If you’re asking yourself whether you need a service mesh, the first sign that you do is that you have a lot of services intercommunicating within your infrastructure. The second is that you have no direct way of determining the health of that intercommunication. Using only indirect measurements to infer what’s happening means you have a blindspot. You might have service requests failing right now and not even know it.
The service mesh works for managing all service-to-service communication, but its value is particularly strong in the world of managing distributed cloud-native applications.
Visibility isn’t enough
Shining a light into the darkness of service communication is the first step. Because the service mesh is implemented as a series of interconnected proxies, it makes sense to use that layer to directly measure and report the health of service-to-service communication.
The two most common ways of setting up a service mesh (today) are to either deploy each proxy as a container sidecar, or deploy one proxy per physical host. Then, whenever your containerized applications make external service requests, they route through the new proxy.
But visibility isn’t enough to run production microservices. Those services need to be resilient and secure. The implemented architecture of the service mesh also provides an opportunity to improve several problems where they occur.
Before the service mesh, service communication logic has mostly been bundled into application code: open a socket, transmit data, retry if it fails, close the socket when you’re done, etc. By abstracting that logic and exposing primitives to control that behavior on an infrastructure level, you can decouple service communication from your applications. From a code perspective, all your apps now need to do is make a plain old external service call.
On a global (or partial) infrastructure level, you can then decide how those communications occur. Should they all be TLS encrypted by default? If a service call fails, should it be retried, and how often for how long? Which critical service calls should be dynamically load-balanced to the most performant instances of a particular service?

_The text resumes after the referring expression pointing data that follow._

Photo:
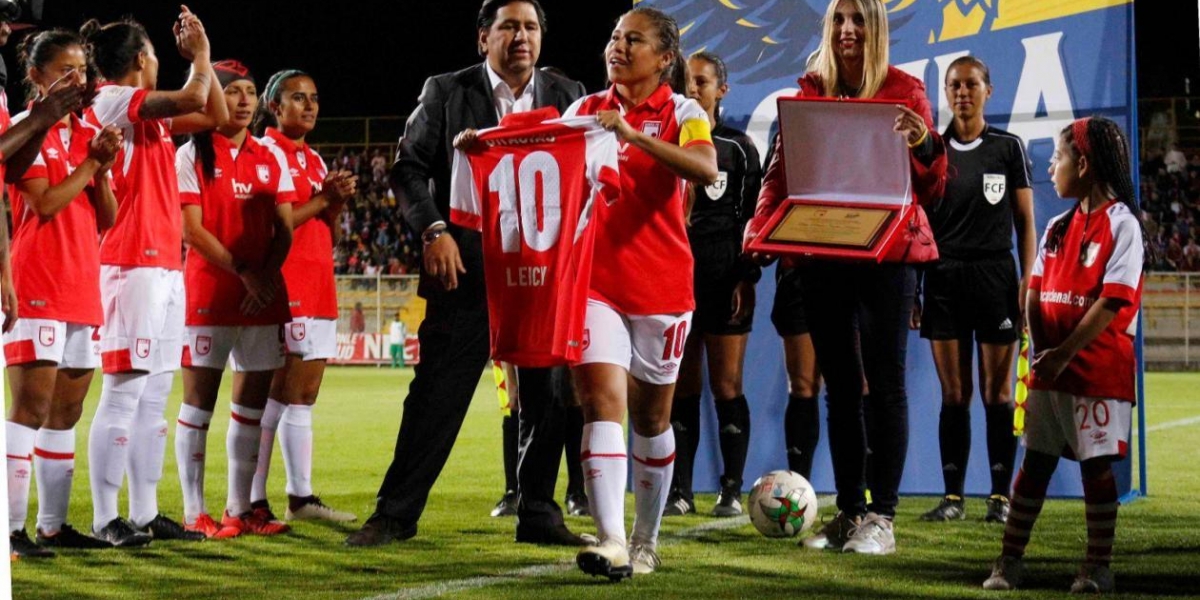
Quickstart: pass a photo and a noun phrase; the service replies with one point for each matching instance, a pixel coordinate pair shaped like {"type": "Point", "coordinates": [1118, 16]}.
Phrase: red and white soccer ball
{"type": "Point", "coordinates": [783, 504]}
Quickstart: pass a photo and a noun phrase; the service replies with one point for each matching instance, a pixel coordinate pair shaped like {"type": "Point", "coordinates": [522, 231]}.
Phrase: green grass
{"type": "Point", "coordinates": [1157, 552]}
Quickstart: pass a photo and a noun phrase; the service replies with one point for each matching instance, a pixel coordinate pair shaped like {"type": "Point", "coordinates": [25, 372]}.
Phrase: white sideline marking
{"type": "Point", "coordinates": [448, 587]}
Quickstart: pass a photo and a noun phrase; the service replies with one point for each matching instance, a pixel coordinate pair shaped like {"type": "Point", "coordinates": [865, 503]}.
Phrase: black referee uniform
{"type": "Point", "coordinates": [972, 292]}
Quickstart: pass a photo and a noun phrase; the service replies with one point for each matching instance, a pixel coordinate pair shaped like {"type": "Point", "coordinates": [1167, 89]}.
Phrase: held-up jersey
{"type": "Point", "coordinates": [1101, 256]}
{"type": "Point", "coordinates": [646, 265]}
{"type": "Point", "coordinates": [535, 189]}
{"type": "Point", "coordinates": [55, 262]}
{"type": "Point", "coordinates": [309, 270]}
{"type": "Point", "coordinates": [149, 225]}
{"type": "Point", "coordinates": [239, 210]}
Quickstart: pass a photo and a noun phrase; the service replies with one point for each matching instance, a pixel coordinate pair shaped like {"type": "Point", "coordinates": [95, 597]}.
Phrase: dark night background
{"type": "Point", "coordinates": [370, 58]}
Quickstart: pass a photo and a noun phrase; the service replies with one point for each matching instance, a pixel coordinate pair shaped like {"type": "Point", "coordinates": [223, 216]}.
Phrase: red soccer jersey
{"type": "Point", "coordinates": [55, 262]}
{"type": "Point", "coordinates": [532, 187]}
{"type": "Point", "coordinates": [1101, 256]}
{"type": "Point", "coordinates": [309, 270]}
{"type": "Point", "coordinates": [645, 263]}
{"type": "Point", "coordinates": [239, 210]}
{"type": "Point", "coordinates": [149, 227]}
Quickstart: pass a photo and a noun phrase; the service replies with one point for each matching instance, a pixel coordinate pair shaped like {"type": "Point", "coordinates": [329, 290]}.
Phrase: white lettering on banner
{"type": "Point", "coordinates": [527, 276]}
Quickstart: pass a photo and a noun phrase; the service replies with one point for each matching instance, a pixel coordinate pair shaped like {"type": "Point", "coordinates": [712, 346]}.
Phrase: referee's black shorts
{"type": "Point", "coordinates": [787, 312]}
{"type": "Point", "coordinates": [972, 298]}
{"type": "Point", "coordinates": [719, 269]}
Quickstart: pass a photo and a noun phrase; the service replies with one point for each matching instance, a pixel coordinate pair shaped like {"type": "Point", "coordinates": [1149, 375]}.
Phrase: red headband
{"type": "Point", "coordinates": [1079, 131]}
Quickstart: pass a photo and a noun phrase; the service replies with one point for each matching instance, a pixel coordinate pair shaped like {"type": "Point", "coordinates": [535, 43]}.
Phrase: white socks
{"type": "Point", "coordinates": [241, 448]}
{"type": "Point", "coordinates": [191, 441]}
{"type": "Point", "coordinates": [54, 468]}
{"type": "Point", "coordinates": [604, 461]}
{"type": "Point", "coordinates": [653, 467]}
{"type": "Point", "coordinates": [269, 423]}
{"type": "Point", "coordinates": [295, 439]}
{"type": "Point", "coordinates": [21, 471]}
{"type": "Point", "coordinates": [148, 447]}
{"type": "Point", "coordinates": [108, 444]}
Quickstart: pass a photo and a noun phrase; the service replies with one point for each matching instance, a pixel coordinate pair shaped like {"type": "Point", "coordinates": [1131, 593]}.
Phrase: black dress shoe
{"type": "Point", "coordinates": [552, 535]}
{"type": "Point", "coordinates": [381, 529]}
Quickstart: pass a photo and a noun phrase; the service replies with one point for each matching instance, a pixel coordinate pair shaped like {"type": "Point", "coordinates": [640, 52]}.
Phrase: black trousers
{"type": "Point", "coordinates": [858, 316]}
{"type": "Point", "coordinates": [454, 352]}
{"type": "Point", "coordinates": [544, 396]}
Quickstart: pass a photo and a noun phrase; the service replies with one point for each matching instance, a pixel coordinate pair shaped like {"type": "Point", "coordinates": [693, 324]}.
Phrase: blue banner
{"type": "Point", "coordinates": [1051, 63]}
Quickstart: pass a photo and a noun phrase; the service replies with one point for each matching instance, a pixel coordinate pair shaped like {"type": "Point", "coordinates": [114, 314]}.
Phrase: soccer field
{"type": "Point", "coordinates": [461, 551]}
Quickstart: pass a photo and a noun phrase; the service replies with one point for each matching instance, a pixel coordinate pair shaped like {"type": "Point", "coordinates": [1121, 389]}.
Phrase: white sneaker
{"type": "Point", "coordinates": [316, 510]}
{"type": "Point", "coordinates": [645, 558]}
{"type": "Point", "coordinates": [874, 535]}
{"type": "Point", "coordinates": [609, 558]}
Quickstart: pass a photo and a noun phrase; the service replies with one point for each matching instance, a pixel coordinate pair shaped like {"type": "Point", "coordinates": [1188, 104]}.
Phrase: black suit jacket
{"type": "Point", "coordinates": [420, 177]}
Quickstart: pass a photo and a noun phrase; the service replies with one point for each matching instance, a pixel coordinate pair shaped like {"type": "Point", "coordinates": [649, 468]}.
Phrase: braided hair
{"type": "Point", "coordinates": [1107, 149]}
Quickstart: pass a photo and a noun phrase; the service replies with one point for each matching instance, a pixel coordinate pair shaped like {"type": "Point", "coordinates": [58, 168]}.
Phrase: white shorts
{"type": "Point", "coordinates": [246, 348]}
{"type": "Point", "coordinates": [1077, 427]}
{"type": "Point", "coordinates": [648, 346]}
{"type": "Point", "coordinates": [311, 339]}
{"type": "Point", "coordinates": [143, 328]}
{"type": "Point", "coordinates": [69, 345]}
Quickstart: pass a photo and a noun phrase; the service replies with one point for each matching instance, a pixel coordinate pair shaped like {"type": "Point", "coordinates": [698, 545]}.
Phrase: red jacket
{"type": "Point", "coordinates": [928, 183]}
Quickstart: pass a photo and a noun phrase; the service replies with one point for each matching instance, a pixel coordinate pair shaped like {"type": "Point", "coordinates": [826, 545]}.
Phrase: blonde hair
{"type": "Point", "coordinates": [875, 49]}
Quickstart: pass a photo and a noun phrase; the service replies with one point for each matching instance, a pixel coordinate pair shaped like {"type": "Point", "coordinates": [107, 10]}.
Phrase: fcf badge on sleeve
{"type": "Point", "coordinates": [994, 187]}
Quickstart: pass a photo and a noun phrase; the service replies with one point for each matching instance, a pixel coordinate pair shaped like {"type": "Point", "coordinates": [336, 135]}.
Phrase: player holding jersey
{"type": "Point", "coordinates": [287, 112]}
{"type": "Point", "coordinates": [59, 205]}
{"type": "Point", "coordinates": [640, 307]}
{"type": "Point", "coordinates": [142, 281]}
{"type": "Point", "coordinates": [972, 293]}
{"type": "Point", "coordinates": [237, 195]}
{"type": "Point", "coordinates": [725, 300]}
{"type": "Point", "coordinates": [1083, 306]}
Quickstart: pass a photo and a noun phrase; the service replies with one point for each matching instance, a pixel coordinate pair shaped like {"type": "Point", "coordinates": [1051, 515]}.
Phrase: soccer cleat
{"type": "Point", "coordinates": [23, 547]}
{"type": "Point", "coordinates": [577, 505]}
{"type": "Point", "coordinates": [609, 558]}
{"type": "Point", "coordinates": [874, 535]}
{"type": "Point", "coordinates": [729, 503]}
{"type": "Point", "coordinates": [643, 558]}
{"type": "Point", "coordinates": [121, 534]}
{"type": "Point", "coordinates": [1007, 574]}
{"type": "Point", "coordinates": [834, 533]}
{"type": "Point", "coordinates": [162, 527]}
{"type": "Point", "coordinates": [210, 528]}
{"type": "Point", "coordinates": [258, 522]}
{"type": "Point", "coordinates": [312, 509]}
{"type": "Point", "coordinates": [678, 505]}
{"type": "Point", "coordinates": [949, 509]}
{"type": "Point", "coordinates": [997, 509]}
{"type": "Point", "coordinates": [70, 538]}
{"type": "Point", "coordinates": [1093, 579]}
{"type": "Point", "coordinates": [507, 507]}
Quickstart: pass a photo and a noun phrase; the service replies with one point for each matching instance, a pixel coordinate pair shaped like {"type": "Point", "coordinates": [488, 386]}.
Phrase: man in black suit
{"type": "Point", "coordinates": [454, 336]}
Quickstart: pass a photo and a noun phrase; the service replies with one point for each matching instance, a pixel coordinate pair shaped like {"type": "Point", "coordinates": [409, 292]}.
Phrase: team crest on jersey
{"type": "Point", "coordinates": [1093, 250]}
{"type": "Point", "coordinates": [203, 345]}
{"type": "Point", "coordinates": [717, 190]}
{"type": "Point", "coordinates": [994, 187]}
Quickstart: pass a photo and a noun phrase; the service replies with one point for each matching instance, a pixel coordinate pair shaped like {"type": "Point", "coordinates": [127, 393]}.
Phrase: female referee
{"type": "Point", "coordinates": [640, 306]}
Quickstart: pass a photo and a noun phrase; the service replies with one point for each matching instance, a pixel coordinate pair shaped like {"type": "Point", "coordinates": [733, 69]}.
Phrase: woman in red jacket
{"type": "Point", "coordinates": [858, 312]}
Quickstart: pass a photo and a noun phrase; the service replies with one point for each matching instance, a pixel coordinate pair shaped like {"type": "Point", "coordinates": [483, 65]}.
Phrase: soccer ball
{"type": "Point", "coordinates": [783, 504]}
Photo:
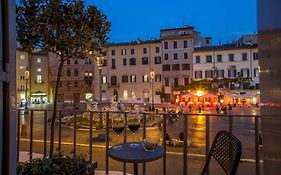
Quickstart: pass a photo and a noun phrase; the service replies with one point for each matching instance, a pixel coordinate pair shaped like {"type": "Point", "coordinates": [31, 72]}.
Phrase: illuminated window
{"type": "Point", "coordinates": [145, 78]}
{"type": "Point", "coordinates": [39, 78]}
{"type": "Point", "coordinates": [125, 95]}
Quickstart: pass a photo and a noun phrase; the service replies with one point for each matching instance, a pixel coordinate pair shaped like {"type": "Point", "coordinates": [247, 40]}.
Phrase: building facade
{"type": "Point", "coordinates": [178, 45]}
{"type": "Point", "coordinates": [134, 72]}
{"type": "Point", "coordinates": [32, 78]}
{"type": "Point", "coordinates": [232, 61]}
{"type": "Point", "coordinates": [76, 85]}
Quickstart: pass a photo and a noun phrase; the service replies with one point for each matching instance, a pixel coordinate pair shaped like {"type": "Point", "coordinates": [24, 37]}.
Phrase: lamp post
{"type": "Point", "coordinates": [26, 74]}
{"type": "Point", "coordinates": [152, 74]}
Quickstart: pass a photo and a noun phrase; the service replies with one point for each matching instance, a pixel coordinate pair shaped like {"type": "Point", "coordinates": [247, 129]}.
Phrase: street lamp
{"type": "Point", "coordinates": [26, 74]}
{"type": "Point", "coordinates": [152, 74]}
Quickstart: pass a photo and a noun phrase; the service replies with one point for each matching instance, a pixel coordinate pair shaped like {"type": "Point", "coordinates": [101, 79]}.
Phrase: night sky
{"type": "Point", "coordinates": [220, 19]}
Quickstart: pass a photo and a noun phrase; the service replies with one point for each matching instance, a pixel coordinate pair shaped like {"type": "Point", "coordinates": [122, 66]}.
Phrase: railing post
{"type": "Point", "coordinates": [18, 133]}
{"type": "Point", "coordinates": [45, 133]}
{"type": "Point", "coordinates": [59, 146]}
{"type": "Point", "coordinates": [164, 143]}
{"type": "Point", "coordinates": [91, 138]}
{"type": "Point", "coordinates": [185, 120]}
{"type": "Point", "coordinates": [74, 133]}
{"type": "Point", "coordinates": [207, 140]}
{"type": "Point", "coordinates": [107, 144]}
{"type": "Point", "coordinates": [143, 137]}
{"type": "Point", "coordinates": [31, 136]}
{"type": "Point", "coordinates": [125, 140]}
{"type": "Point", "coordinates": [257, 157]}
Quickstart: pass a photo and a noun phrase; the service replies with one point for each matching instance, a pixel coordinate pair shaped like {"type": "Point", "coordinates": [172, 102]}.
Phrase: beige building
{"type": "Point", "coordinates": [76, 85]}
{"type": "Point", "coordinates": [178, 45]}
{"type": "Point", "coordinates": [32, 78]}
{"type": "Point", "coordinates": [231, 61]}
{"type": "Point", "coordinates": [134, 72]}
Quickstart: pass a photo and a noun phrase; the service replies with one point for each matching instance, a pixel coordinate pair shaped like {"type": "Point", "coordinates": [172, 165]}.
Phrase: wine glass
{"type": "Point", "coordinates": [134, 125]}
{"type": "Point", "coordinates": [118, 125]}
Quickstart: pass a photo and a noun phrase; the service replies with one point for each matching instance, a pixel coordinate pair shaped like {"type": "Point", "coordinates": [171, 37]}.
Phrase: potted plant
{"type": "Point", "coordinates": [57, 165]}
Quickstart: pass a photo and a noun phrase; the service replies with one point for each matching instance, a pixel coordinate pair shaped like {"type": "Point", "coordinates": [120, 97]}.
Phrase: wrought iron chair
{"type": "Point", "coordinates": [226, 150]}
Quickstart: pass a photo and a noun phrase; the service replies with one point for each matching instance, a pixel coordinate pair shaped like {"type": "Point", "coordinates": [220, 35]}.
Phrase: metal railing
{"type": "Point", "coordinates": [107, 114]}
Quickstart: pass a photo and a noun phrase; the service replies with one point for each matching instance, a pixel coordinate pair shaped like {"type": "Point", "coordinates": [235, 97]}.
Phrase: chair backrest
{"type": "Point", "coordinates": [226, 150]}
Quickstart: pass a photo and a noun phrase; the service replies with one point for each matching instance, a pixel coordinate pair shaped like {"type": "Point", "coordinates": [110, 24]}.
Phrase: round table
{"type": "Point", "coordinates": [135, 155]}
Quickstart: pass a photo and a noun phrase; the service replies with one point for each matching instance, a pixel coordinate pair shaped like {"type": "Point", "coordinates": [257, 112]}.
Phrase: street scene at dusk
{"type": "Point", "coordinates": [150, 87]}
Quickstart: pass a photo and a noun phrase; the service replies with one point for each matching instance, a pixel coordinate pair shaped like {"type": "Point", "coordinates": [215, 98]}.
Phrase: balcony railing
{"type": "Point", "coordinates": [206, 124]}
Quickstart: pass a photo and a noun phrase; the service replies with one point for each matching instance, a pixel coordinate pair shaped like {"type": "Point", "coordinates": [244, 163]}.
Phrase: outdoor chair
{"type": "Point", "coordinates": [226, 150]}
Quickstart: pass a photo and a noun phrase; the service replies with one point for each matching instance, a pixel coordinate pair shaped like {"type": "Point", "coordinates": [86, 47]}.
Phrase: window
{"type": "Point", "coordinates": [132, 61]}
{"type": "Point", "coordinates": [157, 49]}
{"type": "Point", "coordinates": [68, 84]}
{"type": "Point", "coordinates": [176, 82]}
{"type": "Point", "coordinates": [22, 57]}
{"type": "Point", "coordinates": [209, 59]}
{"type": "Point", "coordinates": [198, 74]}
{"type": "Point", "coordinates": [124, 61]}
{"type": "Point", "coordinates": [166, 56]}
{"type": "Point", "coordinates": [125, 79]}
{"type": "Point", "coordinates": [256, 72]}
{"type": "Point", "coordinates": [113, 80]}
{"type": "Point", "coordinates": [158, 78]}
{"type": "Point", "coordinates": [208, 74]}
{"type": "Point", "coordinates": [186, 81]}
{"type": "Point", "coordinates": [167, 83]}
{"type": "Point", "coordinates": [166, 45]}
{"type": "Point", "coordinates": [244, 56]}
{"type": "Point", "coordinates": [104, 79]}
{"type": "Point", "coordinates": [185, 55]}
{"type": "Point", "coordinates": [245, 72]}
{"type": "Point", "coordinates": [255, 56]}
{"type": "Point", "coordinates": [175, 67]}
{"type": "Point", "coordinates": [145, 60]}
{"type": "Point", "coordinates": [113, 66]}
{"type": "Point", "coordinates": [185, 44]}
{"type": "Point", "coordinates": [144, 50]}
{"type": "Point", "coordinates": [220, 73]}
{"type": "Point", "coordinates": [175, 44]}
{"type": "Point", "coordinates": [76, 73]}
{"type": "Point", "coordinates": [39, 79]}
{"type": "Point", "coordinates": [38, 60]}
{"type": "Point", "coordinates": [145, 78]}
{"type": "Point", "coordinates": [166, 67]}
{"type": "Point", "coordinates": [157, 60]}
{"type": "Point", "coordinates": [198, 59]}
{"type": "Point", "coordinates": [185, 66]}
{"type": "Point", "coordinates": [133, 78]}
{"type": "Point", "coordinates": [219, 58]}
{"type": "Point", "coordinates": [125, 95]}
{"type": "Point", "coordinates": [231, 57]}
{"type": "Point", "coordinates": [22, 68]}
{"type": "Point", "coordinates": [123, 52]}
{"type": "Point", "coordinates": [68, 72]}
{"type": "Point", "coordinates": [175, 56]}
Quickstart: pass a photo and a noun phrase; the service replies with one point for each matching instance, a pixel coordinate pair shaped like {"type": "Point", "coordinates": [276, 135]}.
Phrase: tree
{"type": "Point", "coordinates": [68, 29]}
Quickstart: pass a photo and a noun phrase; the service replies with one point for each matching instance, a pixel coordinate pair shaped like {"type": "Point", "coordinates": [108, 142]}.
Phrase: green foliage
{"type": "Point", "coordinates": [57, 165]}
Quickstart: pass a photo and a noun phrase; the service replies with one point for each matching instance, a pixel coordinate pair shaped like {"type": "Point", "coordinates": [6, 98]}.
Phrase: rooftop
{"type": "Point", "coordinates": [232, 46]}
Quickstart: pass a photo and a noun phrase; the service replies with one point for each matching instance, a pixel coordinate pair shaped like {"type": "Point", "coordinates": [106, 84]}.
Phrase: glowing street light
{"type": "Point", "coordinates": [152, 75]}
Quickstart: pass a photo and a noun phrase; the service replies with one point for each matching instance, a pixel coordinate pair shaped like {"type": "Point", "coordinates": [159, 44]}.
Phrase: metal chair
{"type": "Point", "coordinates": [226, 150]}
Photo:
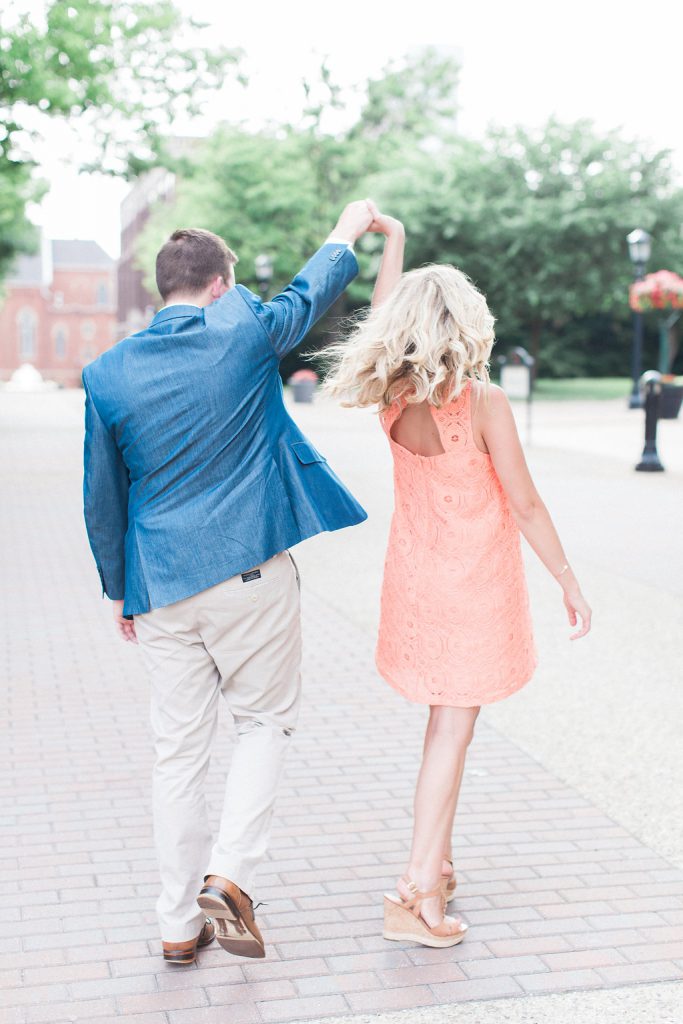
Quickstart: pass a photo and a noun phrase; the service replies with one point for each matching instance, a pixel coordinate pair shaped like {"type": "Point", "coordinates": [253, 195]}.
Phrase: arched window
{"type": "Point", "coordinates": [60, 336]}
{"type": "Point", "coordinates": [27, 322]}
{"type": "Point", "coordinates": [87, 330]}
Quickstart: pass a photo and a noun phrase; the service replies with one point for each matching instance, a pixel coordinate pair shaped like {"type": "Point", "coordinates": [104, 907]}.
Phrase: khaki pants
{"type": "Point", "coordinates": [240, 640]}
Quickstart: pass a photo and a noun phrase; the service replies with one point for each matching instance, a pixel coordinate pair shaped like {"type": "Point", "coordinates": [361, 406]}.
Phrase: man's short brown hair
{"type": "Point", "coordinates": [189, 260]}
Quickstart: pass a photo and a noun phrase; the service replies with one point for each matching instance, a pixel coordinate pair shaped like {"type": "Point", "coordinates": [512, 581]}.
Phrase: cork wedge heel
{"type": "Point", "coordinates": [403, 921]}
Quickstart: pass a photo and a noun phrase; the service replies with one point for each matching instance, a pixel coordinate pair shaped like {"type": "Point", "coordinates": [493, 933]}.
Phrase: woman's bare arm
{"type": "Point", "coordinates": [499, 431]}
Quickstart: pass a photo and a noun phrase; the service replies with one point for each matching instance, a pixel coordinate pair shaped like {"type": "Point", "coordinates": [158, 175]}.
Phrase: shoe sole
{"type": "Point", "coordinates": [435, 941]}
{"type": "Point", "coordinates": [232, 932]}
{"type": "Point", "coordinates": [185, 956]}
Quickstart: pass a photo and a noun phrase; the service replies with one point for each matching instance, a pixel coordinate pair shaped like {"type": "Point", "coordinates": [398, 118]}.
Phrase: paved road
{"type": "Point", "coordinates": [567, 845]}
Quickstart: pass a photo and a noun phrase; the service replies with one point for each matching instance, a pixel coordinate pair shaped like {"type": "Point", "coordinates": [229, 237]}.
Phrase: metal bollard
{"type": "Point", "coordinates": [650, 383]}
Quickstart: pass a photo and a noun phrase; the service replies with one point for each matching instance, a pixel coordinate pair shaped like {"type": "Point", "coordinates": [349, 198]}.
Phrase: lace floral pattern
{"type": "Point", "coordinates": [455, 625]}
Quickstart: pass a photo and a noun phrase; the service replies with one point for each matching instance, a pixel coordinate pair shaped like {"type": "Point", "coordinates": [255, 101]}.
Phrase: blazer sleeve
{"type": "Point", "coordinates": [288, 317]}
{"type": "Point", "coordinates": [105, 483]}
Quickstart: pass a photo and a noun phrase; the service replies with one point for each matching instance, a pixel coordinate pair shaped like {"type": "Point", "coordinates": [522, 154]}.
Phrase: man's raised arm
{"type": "Point", "coordinates": [288, 316]}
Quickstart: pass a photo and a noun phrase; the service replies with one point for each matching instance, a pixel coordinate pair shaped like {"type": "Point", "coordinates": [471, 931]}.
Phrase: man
{"type": "Point", "coordinates": [197, 482]}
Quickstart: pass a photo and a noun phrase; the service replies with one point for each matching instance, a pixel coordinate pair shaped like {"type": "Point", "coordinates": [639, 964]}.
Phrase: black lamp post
{"type": "Point", "coordinates": [640, 244]}
{"type": "Point", "coordinates": [263, 271]}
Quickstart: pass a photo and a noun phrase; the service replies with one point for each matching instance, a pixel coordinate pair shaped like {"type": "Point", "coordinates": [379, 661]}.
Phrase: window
{"type": "Point", "coordinates": [87, 330]}
{"type": "Point", "coordinates": [60, 336]}
{"type": "Point", "coordinates": [27, 323]}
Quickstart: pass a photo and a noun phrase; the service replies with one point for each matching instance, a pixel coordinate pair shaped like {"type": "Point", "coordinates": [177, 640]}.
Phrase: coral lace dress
{"type": "Point", "coordinates": [455, 625]}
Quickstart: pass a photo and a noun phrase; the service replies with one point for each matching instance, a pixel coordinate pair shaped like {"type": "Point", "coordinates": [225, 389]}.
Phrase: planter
{"type": "Point", "coordinates": [671, 400]}
{"type": "Point", "coordinates": [303, 390]}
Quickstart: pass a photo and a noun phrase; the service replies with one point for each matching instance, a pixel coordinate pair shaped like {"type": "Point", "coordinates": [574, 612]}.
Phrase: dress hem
{"type": "Point", "coordinates": [450, 702]}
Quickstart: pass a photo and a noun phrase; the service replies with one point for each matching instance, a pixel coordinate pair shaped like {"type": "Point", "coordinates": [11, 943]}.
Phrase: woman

For example, the service mesh can simplify how you manage TLS certificates. Rather than baking those certs into every microservice application, you can handle that logic in the service mesh layer. Code all of your apps to make a plain HTTP call to external services. At the service mesh layer, specify the cert and encryption method to use when that call is transmitted over the wire and manage any exceptions on a per service basis. When you eventually need to update certificates, you handle that at the service mesh layer without needing to change any application code.
The service mesh both simplifies your apps and gives you finer-grain control. You push management of all service requests down into an organization-wide set of intermediary proxies (or a ‘mesh’) that inherit a common behavior with a common management interface.
Service communication as a first-class citizen
The data plane shines a light into the previously dark realm of service-to-service communications to make them visible and measureable. The control plane then exposes ways to more easily manage and control the behavior of that communication. Together, they bring service-to-service communication up to the level where any mission critical component of your infrastructure needs to be: managed, monitored, and controlled.
Monolithic architectures have enabled service communication to live in the shadows for decades. But with microservices, that long hidden problem is one we can’t continue to live with anymore. The service mesh turns service communication into a first-class citizen within your application infrastructure.
We’ve laid out a few benefits of the service mesh in this article. In the next installment of this series, we’ll explore how the various features of the service mesh are implemented in practice.